I waved to the fine guy and he strode over to us with a hand outstretched. "Shelton family! Welcome to Los Angeles. I'm Xan, the church van driver."

"I'm Gemma," my sister purred through her frosty pink lip gloss. "It's fantastic to meet you." She held her hand out to him. He took it to shake but she just held on.

Ever so subtly, I kicked her in the shin. She dropped his hand. "I'm Nat." I shook his hand. "And this is our brother, Chad."

"It's great to finally meet you guys," Xan said. "Your mom can't wait to see you." He looked around. "Where's your dad?"

"Pit stop," I explained. "He drank a little too much on the plane. Coffee, that is. Because he doesn't drink much. Alcohol."

I winced, because I knew I sounded like an idiot. I'd always prided myself on not being intimidated by good-looking guys. It wasn't like their looks were something they had earned; they were merely the luck of the genetic lottery. Back in Mankato, Sean was considered a fine guy. But that was Mankato-hot, as opposed to L.A. hot. I looked around baggage claim. There were easily a half dozen guys who would zip past Sean on the Heatometer.

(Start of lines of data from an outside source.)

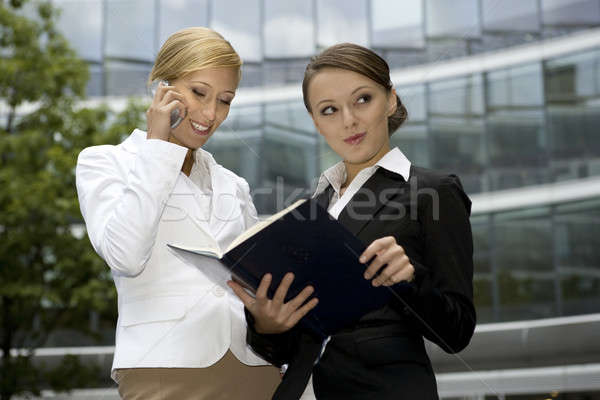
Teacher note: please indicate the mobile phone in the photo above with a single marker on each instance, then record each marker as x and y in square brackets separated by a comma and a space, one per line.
[176, 118]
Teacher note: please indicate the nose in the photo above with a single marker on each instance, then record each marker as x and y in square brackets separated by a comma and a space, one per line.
[348, 117]
[209, 110]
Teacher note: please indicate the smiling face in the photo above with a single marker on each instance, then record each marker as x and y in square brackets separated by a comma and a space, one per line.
[351, 112]
[208, 94]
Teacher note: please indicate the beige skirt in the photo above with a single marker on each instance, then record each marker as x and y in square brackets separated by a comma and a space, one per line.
[227, 379]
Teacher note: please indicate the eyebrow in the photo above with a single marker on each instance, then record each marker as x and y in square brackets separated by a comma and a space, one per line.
[354, 91]
[209, 85]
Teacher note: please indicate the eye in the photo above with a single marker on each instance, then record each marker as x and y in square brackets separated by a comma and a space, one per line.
[365, 98]
[328, 110]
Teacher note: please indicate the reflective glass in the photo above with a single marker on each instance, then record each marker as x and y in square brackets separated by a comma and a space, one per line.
[292, 117]
[456, 129]
[126, 79]
[573, 114]
[514, 87]
[390, 30]
[289, 28]
[573, 78]
[128, 37]
[178, 14]
[526, 278]
[511, 15]
[567, 12]
[412, 137]
[483, 299]
[239, 22]
[342, 21]
[522, 240]
[81, 23]
[95, 86]
[458, 18]
[577, 249]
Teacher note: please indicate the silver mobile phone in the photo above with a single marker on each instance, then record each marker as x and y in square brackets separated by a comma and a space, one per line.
[176, 118]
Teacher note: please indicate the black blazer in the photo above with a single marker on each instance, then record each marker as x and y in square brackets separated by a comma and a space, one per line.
[383, 356]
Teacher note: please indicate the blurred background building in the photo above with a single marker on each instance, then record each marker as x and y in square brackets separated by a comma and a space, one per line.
[504, 93]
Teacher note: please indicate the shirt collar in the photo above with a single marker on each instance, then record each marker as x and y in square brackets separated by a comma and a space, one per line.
[393, 161]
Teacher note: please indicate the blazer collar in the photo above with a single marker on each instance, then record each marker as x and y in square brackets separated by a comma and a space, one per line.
[367, 202]
[394, 161]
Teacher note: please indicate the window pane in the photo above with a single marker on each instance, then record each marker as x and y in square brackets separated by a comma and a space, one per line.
[559, 12]
[130, 38]
[397, 24]
[458, 18]
[81, 23]
[290, 116]
[573, 114]
[342, 21]
[239, 22]
[125, 79]
[95, 84]
[456, 129]
[573, 78]
[511, 15]
[513, 87]
[179, 14]
[525, 264]
[289, 29]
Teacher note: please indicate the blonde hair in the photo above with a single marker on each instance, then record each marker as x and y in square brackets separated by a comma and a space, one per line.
[193, 49]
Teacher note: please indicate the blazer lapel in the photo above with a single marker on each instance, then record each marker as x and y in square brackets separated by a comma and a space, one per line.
[369, 199]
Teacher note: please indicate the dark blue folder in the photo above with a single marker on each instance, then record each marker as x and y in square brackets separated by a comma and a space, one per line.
[320, 252]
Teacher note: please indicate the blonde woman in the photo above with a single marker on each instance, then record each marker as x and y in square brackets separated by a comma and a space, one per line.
[180, 334]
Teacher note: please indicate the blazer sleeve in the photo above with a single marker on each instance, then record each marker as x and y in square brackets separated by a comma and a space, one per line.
[121, 203]
[278, 349]
[440, 299]
[249, 211]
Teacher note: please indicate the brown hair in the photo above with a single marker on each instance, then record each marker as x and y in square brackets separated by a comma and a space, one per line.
[355, 58]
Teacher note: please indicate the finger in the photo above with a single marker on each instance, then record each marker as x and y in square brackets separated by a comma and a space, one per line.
[170, 96]
[241, 294]
[407, 273]
[386, 256]
[375, 247]
[284, 286]
[301, 298]
[160, 92]
[263, 287]
[301, 312]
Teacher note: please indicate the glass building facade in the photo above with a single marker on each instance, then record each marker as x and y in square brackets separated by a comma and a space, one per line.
[527, 124]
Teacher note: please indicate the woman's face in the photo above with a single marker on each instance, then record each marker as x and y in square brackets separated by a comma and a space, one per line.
[351, 112]
[208, 94]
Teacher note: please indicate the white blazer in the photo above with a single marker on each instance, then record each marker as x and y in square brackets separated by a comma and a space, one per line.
[174, 310]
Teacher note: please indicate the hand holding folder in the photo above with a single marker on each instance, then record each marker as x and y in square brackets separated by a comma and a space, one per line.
[305, 240]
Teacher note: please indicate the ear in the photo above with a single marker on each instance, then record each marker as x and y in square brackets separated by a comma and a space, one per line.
[315, 122]
[392, 102]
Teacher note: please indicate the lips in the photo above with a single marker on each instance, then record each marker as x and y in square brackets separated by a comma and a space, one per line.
[199, 128]
[355, 139]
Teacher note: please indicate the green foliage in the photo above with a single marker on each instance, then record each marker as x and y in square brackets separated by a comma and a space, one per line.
[50, 277]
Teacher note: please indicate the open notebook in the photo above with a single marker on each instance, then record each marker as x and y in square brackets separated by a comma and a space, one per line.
[306, 240]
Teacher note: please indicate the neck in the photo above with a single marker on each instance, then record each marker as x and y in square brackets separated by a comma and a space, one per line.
[352, 169]
[186, 168]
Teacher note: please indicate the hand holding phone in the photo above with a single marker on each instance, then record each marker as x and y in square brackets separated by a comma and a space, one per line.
[176, 116]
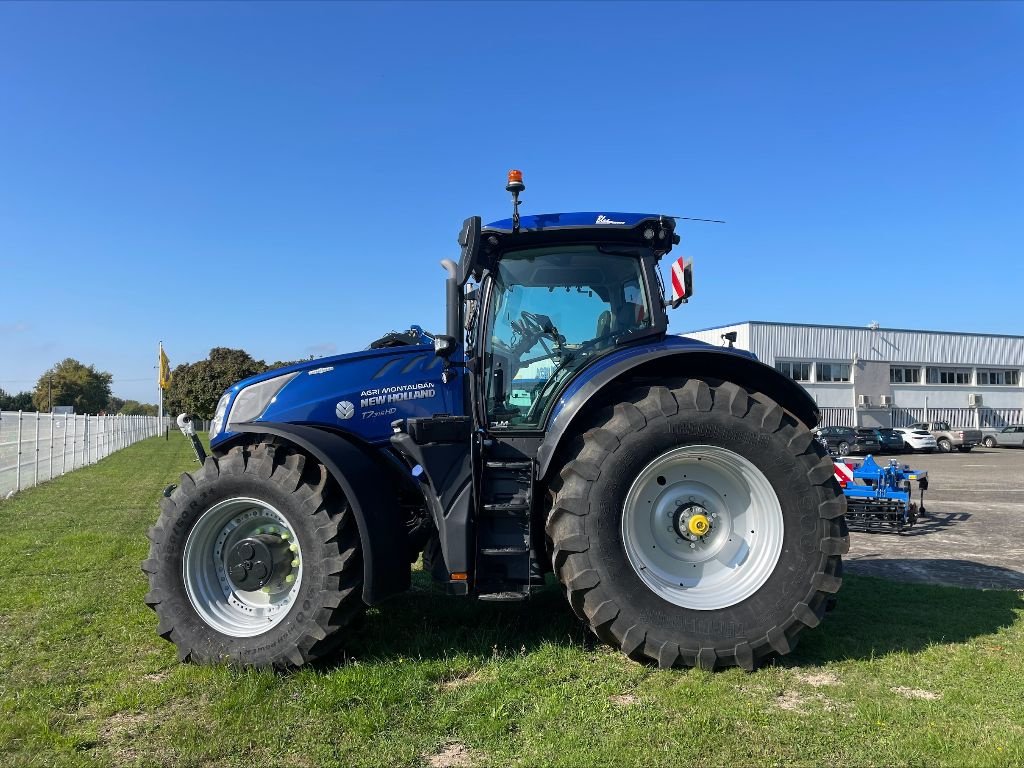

"Oh my gosh!" Gemma gasped, staring past me at something.

"Holy shlitz!" Chad added. That was his latest attempt to cuss without actually cussing.

I turned to see the object of their attention. It was Katherine Heigl herself, in black skinny jeans and a couple of layered tank tops, with big sunglasses perched high on her head.

One look at her in person made me realize that the comparison once made between us was almost ridiculously misguided. She was thin. Demoralizingly thin, because I had thought she was one of the few hot young actresses in Hollywood who didn't look like she was a size nothing. But she couldn't have been more than a size four. I felt positively porky. I remembered something I'd read about the camera putting twenty pounds on a person. I felt like Katherine Heigl had just put twenty pounds on me.

Chad's eyes followed longingly as a uniformed flunky arrived to whisk her away. Just then, Dad stepped into the baggage claim area. He broke into a big smile when he saw us with Xan, then trotted over and introduced himself with his usual warmth.